The Agile Manifesto says that
we should value "responding to change over following a plan". In general I
tend to agree with the Agile way of thinking, but I don't quite get this
one. I don't think it's wrong, really, but it's reactionary. What it's
reacting against is the established convention of following an imposed plan
which development and/or customer communication have shown to be incorrect.

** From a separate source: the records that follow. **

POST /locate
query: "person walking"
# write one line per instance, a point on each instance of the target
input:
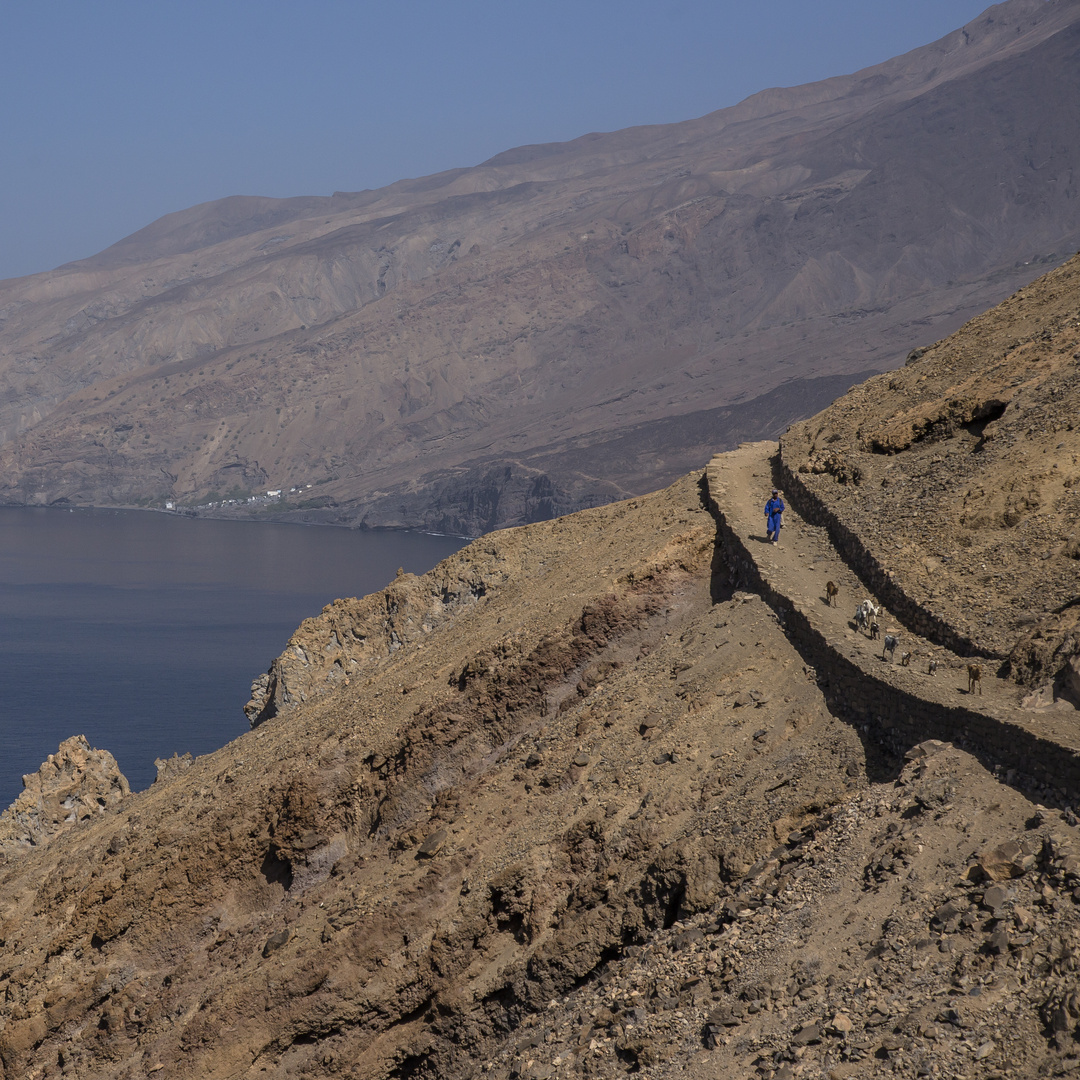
(773, 516)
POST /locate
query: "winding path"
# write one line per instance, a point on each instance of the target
(792, 576)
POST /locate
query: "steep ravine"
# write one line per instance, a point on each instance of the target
(599, 820)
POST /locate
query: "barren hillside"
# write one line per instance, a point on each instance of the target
(616, 793)
(561, 325)
(960, 476)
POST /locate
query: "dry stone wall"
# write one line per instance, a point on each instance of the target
(913, 615)
(899, 719)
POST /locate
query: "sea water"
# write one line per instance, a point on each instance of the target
(144, 631)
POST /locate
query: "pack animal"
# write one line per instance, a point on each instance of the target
(866, 613)
(974, 678)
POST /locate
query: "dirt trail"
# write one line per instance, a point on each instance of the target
(805, 559)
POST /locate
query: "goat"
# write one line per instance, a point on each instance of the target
(974, 676)
(865, 615)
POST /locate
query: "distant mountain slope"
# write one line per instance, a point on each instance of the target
(471, 349)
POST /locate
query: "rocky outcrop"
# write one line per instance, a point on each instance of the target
(953, 485)
(75, 785)
(352, 635)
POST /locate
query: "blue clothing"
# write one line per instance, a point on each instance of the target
(773, 511)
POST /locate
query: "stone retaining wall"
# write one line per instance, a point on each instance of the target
(877, 579)
(899, 719)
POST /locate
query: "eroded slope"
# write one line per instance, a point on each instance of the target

They're saying throw out the plan and keep the customer happy, don't set a
schedule up front before it's clear what the priorities should really
be.
I can't wholeheartedly agree, though, because I've seen the very positive
effect that a plan can have on one's progress. When the plan is actually
working, and it's possible to execute to it, it's very personally satisfying
and fulfilling. Also, it provides a spur to keep working to achieve a goal
that you (arguably) know is attainable.
It's hard to look at a plan and say that it's wrong, though, especially when
one isn't really sure. When I'm looking at a 1-day task that has
unexpectedly turned into a 2-day task, I hope that it will stay a 2-day
task. I have a hard time understanding why things slip and what makes a
programming task more or less work, despite a decade of programming
experience and 5 years of desperately attempting to estimate tasks
accurately before performing them.
To get back to the original point, my emotional reaction as a programmer is
to reinforce the existing assertions about deadlines, in the hopes that the
wetware in my brain will react to these invariants sensibly, as a component
of a software system would. Just as Mr. Meyer sets forth certain assertions
about typing and software contracts and assume they will have some bearing
on unrelated problems.
On a small, distributed, agile, open-source team using Python, I find my
personal time-management strategies reverting to the same comfortable shared
hallucinations that make static typing, const correctness, and waterfall
product planning all make sense.
Obviously I need to respond more directly and actively to change, to
prototype my time and schedule management the same way I'd prototype a
program, by trying some strategies quickly to see whether they work without
investing too much effort, and when they do work carrying forward with them
as far as they'll go.
The main question that I'm wrestling with at the moment is, how do I
reconcile this with the slow-moving, context-heavy kind of thinking that
programming requires? Each failed prototype is a big, expensive
task switch
which throws nasty heisenbergian effects into scheduling. Each time I try to
measure the effectiveness of the schedule, it slips some more, because by
even
thinking about measuring the schedule, I'm not thinking about
programming.
I think that the answer has something to do with regimentation, i.e.
spending an hour, the same hour, every day thinking about planning and
absolutely no time outside of that hour.